EUnetHTA Conference 2014 - HTA 2.0 Europe – Teaming Up for Value (Roma, Oct. 30-31, 2014)
Opening plenary: HTA, regulation and policy making – Synergy in focus
Cooperation and exchange of information between HTA organisations in Europe and globally has taken place for quite some time. However, recently European HTA witnessed a significant increase in the level of organisation, intensity and coherence of joint efforts such as producing HTA information together, engaging with the HTA process stakeholders, and establishing working relationship with the regulators. Efforts are made to develop sustainable strategic interaction with policymakers on matters regarding assessment and access to health technologies. Both the European Commission and individual EU Member States have been instrumental in supporting these efforts which the European HTA organisations themselves initiated more than a decade ago.

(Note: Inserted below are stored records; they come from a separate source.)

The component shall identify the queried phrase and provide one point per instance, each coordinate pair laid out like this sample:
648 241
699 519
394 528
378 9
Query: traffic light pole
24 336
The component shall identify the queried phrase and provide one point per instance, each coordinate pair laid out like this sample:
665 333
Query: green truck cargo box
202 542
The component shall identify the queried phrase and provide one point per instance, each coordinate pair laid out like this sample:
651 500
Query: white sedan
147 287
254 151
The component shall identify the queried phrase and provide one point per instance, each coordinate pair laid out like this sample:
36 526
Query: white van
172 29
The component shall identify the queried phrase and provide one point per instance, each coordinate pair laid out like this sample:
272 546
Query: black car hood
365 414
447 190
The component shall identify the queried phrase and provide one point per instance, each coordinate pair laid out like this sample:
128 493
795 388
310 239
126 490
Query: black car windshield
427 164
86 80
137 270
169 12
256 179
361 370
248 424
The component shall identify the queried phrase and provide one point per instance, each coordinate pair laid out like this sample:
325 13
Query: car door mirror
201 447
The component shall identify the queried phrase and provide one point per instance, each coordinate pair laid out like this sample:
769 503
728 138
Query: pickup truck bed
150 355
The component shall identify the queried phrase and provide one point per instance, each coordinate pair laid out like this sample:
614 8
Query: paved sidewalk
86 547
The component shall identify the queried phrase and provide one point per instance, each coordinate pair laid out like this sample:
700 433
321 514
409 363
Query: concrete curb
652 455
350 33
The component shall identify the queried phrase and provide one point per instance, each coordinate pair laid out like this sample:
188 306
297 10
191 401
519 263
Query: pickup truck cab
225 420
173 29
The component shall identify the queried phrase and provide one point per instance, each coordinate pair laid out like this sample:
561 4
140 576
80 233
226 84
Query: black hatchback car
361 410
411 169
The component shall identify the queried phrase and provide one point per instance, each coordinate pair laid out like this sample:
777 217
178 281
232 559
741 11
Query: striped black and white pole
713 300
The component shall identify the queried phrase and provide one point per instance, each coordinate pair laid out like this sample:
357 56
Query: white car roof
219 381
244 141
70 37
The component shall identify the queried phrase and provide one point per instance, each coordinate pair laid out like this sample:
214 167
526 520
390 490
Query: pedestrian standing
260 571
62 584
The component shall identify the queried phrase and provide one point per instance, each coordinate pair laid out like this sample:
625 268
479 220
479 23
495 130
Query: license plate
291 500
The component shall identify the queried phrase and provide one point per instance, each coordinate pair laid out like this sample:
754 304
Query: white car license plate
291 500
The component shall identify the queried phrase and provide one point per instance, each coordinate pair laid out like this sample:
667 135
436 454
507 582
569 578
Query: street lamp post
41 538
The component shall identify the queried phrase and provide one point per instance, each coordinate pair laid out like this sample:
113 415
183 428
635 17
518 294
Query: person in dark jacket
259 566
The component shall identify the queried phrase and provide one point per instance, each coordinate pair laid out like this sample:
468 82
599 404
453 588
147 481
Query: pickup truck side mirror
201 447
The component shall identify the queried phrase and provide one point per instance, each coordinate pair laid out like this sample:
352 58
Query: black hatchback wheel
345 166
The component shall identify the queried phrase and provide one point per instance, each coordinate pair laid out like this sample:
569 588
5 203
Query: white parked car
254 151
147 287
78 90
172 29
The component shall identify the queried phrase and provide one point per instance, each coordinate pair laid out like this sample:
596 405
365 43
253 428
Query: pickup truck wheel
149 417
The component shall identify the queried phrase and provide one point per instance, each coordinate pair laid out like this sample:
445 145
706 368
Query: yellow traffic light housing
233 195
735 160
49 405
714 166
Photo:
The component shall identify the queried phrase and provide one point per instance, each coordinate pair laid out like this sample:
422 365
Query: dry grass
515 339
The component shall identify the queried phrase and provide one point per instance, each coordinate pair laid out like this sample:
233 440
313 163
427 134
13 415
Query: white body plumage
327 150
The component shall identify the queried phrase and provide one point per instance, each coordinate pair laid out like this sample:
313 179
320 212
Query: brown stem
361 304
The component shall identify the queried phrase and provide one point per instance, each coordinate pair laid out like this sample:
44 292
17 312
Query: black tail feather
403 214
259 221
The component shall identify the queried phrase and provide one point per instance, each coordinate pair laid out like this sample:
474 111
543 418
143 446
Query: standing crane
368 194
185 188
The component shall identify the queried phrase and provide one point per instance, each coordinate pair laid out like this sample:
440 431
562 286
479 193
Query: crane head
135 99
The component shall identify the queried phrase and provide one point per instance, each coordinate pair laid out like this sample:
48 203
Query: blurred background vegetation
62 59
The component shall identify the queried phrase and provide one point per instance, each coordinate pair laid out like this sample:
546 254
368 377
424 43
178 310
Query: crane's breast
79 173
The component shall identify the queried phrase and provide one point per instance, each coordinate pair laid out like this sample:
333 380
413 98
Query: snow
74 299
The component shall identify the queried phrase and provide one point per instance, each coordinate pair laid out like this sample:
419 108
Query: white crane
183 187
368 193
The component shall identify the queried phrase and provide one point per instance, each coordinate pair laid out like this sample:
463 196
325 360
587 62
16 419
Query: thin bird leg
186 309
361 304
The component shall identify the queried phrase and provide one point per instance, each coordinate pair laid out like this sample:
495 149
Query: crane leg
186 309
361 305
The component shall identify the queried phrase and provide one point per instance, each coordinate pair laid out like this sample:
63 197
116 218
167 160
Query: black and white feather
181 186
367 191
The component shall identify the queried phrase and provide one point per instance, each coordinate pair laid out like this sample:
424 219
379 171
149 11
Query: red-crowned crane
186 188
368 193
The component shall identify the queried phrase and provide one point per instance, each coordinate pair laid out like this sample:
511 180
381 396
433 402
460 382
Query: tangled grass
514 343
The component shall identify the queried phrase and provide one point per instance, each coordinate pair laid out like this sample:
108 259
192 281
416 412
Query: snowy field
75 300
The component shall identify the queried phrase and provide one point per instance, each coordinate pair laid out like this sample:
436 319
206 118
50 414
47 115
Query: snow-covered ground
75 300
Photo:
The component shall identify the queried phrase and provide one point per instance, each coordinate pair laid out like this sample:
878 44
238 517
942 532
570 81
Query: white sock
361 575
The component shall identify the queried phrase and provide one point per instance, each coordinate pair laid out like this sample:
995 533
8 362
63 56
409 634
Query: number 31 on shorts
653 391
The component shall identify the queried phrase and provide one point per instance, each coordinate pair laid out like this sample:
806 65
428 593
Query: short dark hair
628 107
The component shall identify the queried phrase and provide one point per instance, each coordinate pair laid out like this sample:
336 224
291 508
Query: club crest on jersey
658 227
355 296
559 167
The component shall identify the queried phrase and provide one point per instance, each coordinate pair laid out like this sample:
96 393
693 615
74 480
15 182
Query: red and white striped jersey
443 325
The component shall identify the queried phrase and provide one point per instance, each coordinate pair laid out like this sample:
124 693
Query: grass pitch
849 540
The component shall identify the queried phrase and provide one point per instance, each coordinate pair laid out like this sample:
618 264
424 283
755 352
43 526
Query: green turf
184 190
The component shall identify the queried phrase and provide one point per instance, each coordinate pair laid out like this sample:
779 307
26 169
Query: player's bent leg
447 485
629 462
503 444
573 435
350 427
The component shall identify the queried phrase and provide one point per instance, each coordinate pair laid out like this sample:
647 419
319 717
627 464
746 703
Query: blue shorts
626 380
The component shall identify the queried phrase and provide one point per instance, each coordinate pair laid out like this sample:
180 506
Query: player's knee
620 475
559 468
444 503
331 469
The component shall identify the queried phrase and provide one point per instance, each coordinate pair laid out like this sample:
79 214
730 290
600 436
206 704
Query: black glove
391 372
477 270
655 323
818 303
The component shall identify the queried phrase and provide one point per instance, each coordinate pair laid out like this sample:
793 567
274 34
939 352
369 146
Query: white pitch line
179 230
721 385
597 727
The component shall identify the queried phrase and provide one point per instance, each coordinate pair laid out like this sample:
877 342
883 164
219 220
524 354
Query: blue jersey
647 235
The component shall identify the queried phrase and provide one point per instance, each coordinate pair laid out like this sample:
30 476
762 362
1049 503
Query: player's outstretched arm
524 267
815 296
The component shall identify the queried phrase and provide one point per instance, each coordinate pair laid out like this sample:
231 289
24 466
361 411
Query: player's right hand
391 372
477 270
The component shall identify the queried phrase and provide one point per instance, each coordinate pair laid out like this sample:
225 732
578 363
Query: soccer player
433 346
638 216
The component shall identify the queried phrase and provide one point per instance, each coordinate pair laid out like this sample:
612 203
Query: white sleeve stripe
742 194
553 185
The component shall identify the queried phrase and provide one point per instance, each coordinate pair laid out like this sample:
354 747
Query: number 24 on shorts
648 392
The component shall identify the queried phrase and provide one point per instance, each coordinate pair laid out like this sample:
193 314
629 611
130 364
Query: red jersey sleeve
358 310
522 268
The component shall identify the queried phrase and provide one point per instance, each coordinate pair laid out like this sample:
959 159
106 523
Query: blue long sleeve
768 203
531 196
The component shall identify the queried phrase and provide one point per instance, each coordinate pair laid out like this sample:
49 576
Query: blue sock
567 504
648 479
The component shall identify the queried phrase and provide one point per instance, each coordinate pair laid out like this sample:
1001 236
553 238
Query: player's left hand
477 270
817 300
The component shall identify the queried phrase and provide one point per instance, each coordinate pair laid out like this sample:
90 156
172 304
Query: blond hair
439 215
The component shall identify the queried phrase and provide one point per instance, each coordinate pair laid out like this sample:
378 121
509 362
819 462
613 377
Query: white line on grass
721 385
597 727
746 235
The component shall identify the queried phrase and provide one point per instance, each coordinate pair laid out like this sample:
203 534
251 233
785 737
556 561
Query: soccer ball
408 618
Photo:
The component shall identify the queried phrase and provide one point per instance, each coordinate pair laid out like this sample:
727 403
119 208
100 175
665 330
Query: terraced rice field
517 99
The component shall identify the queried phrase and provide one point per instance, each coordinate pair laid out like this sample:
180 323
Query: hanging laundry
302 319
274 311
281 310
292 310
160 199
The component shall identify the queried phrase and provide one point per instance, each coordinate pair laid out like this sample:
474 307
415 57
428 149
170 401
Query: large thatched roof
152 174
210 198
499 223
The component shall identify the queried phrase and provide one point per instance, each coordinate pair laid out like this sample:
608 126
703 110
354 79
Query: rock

This session will bring you up-to-date on the key objectives, achievements and trends in the European HTA cooperation efforts from the point of view of the national healthcare system of the EU Member State, the European Commission and the European regulatory bodies.
Hon. Beatrice Lorenzin, Minister of Health, Ministry of Health, Rome, Italy, (TBC)
Andrzej Rys, Director for Health Systems and Products, DG Health and Consumers, European Commission
Finn Børlum Kristensen, Director, EUnetHTA Secretariat, Danish Health and Medicines Authority, Copenhagen, Professor, Health Services Research and HTA, University of Southern Denmark, Odense, Denmark
Guido Rasi, Executive Director, European Medicines Agency (EMA)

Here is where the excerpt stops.